There is flack all over the internet and on radio-tv over Michelle Obama's comment that her husband's campaign for president and his achievements made her proud of her country "for the first time." I even heard a small talking sports talker on a New York all sports radio station saying he was thinking of voting for Obama, but after her comment, "Hello John McCain."
While this is propaganda is coming from the right and is predictable, I would suggest that before the Clinton campaign thinks of playing with this (if they do, which I am not saying they are or will) they
should remember that it is similar to the propaganda ploy that the right Republicans used against Hillary Clinton in 1992, when they went wild over her statement that she would not simply "stand by her
man" (even though she did) and simply be the housewife baking cookies(which she never had been).
An old truism about reactionaries is that they learn nothing and forget nothing and continue to do the same thing over and over again, whether it works or not. Their sexist attacks on Hillary Clinton failed to defeat her husband, whom the portrayed as "Billary," and their subsequent demonization of her as an evil left wing female puppeteer, advancing "un-American" policies in the administration, merely highlighted how disconnected from any reality their prejudices were.
Now they are beginning to do the same thing with Michelle Obama, a women who like Hillary was a bright professional woman when she married her husband and would add a great deal to his administration as she has positively to his campaign.
As the Obama campaign continues (and it still may very well be defeated, given the opposition that stands against it) it is reminding me more and more of the Civil Rights movement itself, African Americans, progressive whites, young people, working class white people who knew or came to learn that racism was their enemy not their friend, people who, in the words of a white woman civil rights activist whom I often quote to my history classes, came to believe that the U.S. could and would become "an actual democracy."

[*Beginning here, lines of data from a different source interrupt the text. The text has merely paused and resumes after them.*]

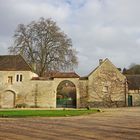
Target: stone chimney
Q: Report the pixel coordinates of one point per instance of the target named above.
(100, 61)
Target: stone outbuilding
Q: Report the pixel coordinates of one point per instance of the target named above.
(133, 90)
(105, 86)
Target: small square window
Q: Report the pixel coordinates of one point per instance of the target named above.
(105, 89)
(17, 78)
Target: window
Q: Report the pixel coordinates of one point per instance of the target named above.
(105, 89)
(10, 80)
(19, 78)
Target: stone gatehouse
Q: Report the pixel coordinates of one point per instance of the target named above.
(105, 86)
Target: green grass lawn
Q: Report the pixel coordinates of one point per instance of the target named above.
(45, 113)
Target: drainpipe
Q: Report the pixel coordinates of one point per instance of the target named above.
(125, 91)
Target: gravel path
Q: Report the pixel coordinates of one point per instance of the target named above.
(112, 124)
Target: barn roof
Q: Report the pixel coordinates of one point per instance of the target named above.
(13, 63)
(66, 75)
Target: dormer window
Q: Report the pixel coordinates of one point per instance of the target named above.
(19, 78)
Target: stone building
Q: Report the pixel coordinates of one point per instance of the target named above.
(20, 87)
(133, 90)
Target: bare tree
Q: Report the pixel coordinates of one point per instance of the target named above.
(43, 44)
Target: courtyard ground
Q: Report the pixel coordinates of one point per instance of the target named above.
(112, 124)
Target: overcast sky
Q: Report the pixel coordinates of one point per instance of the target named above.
(98, 28)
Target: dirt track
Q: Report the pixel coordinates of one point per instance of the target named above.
(123, 123)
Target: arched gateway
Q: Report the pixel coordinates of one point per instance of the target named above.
(66, 95)
(8, 99)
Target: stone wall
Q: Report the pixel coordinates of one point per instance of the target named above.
(106, 86)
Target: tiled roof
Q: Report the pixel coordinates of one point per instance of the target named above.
(13, 63)
(66, 75)
(133, 82)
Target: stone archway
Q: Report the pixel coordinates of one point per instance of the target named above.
(66, 95)
(8, 99)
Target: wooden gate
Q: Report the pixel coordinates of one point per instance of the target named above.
(66, 95)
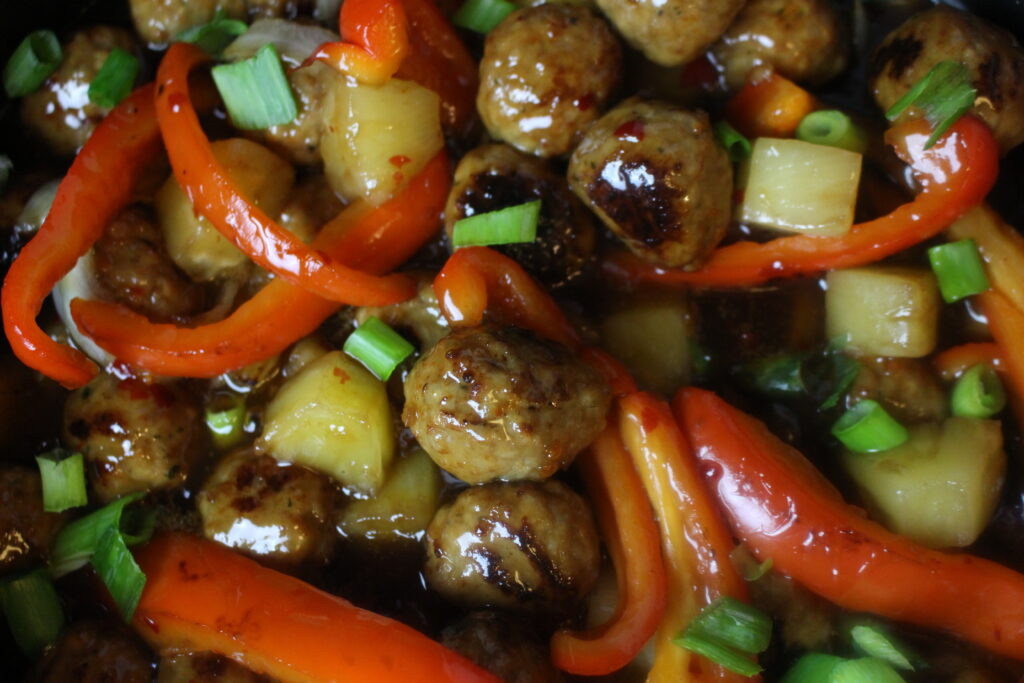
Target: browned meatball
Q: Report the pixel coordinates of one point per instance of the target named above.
(671, 32)
(804, 40)
(546, 75)
(524, 545)
(496, 176)
(654, 174)
(135, 436)
(505, 646)
(495, 402)
(60, 112)
(276, 513)
(991, 55)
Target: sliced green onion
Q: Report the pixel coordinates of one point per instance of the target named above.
(482, 15)
(33, 61)
(64, 480)
(33, 610)
(873, 642)
(834, 129)
(944, 94)
(867, 428)
(734, 142)
(978, 393)
(215, 36)
(378, 347)
(958, 268)
(256, 91)
(505, 226)
(118, 569)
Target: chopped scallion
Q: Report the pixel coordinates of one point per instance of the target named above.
(509, 225)
(978, 393)
(867, 428)
(64, 480)
(255, 91)
(378, 347)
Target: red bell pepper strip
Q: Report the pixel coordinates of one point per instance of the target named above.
(98, 184)
(631, 537)
(956, 174)
(202, 596)
(374, 239)
(781, 508)
(695, 541)
(217, 197)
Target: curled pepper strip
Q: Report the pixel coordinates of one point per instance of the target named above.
(781, 507)
(957, 173)
(217, 197)
(373, 239)
(96, 187)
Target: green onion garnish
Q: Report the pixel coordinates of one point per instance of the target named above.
(832, 128)
(734, 142)
(33, 610)
(64, 480)
(118, 569)
(958, 268)
(33, 61)
(978, 393)
(378, 347)
(215, 36)
(867, 428)
(482, 15)
(944, 94)
(256, 91)
(505, 226)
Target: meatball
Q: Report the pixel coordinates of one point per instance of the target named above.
(26, 530)
(503, 645)
(59, 112)
(496, 176)
(276, 513)
(671, 32)
(991, 55)
(524, 545)
(655, 175)
(546, 75)
(804, 40)
(134, 436)
(495, 402)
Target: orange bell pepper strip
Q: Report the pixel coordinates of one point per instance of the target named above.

These Civil Rights activists were standing up to the flag wavers who either supported or were silent on questions of racism and militarism and taking the flag away from them. They were often, thanks to their struggle and the leadership of Martin Luther King, Jr. and others, "proud" of their country for the first time--especially those who had matured in the postwar cold war era, and weren't too proud of the Truman Doctrine, NATO, the Korean War, the nuclear arms race, McCarthyism, mindless installment plan consumerism which its message that you are what you buy, and cliches like "the family that prays together stays together." They were proud to be making history in a positive sense, and that is what, I feel, the mass movement supporting Senator Obama is trying to do today. And that is what I think Michelle Obama meant in the comments that the flag wavers of today are denouncing and using as evidence that she will be another "uppity woman," another Hillary Clinton.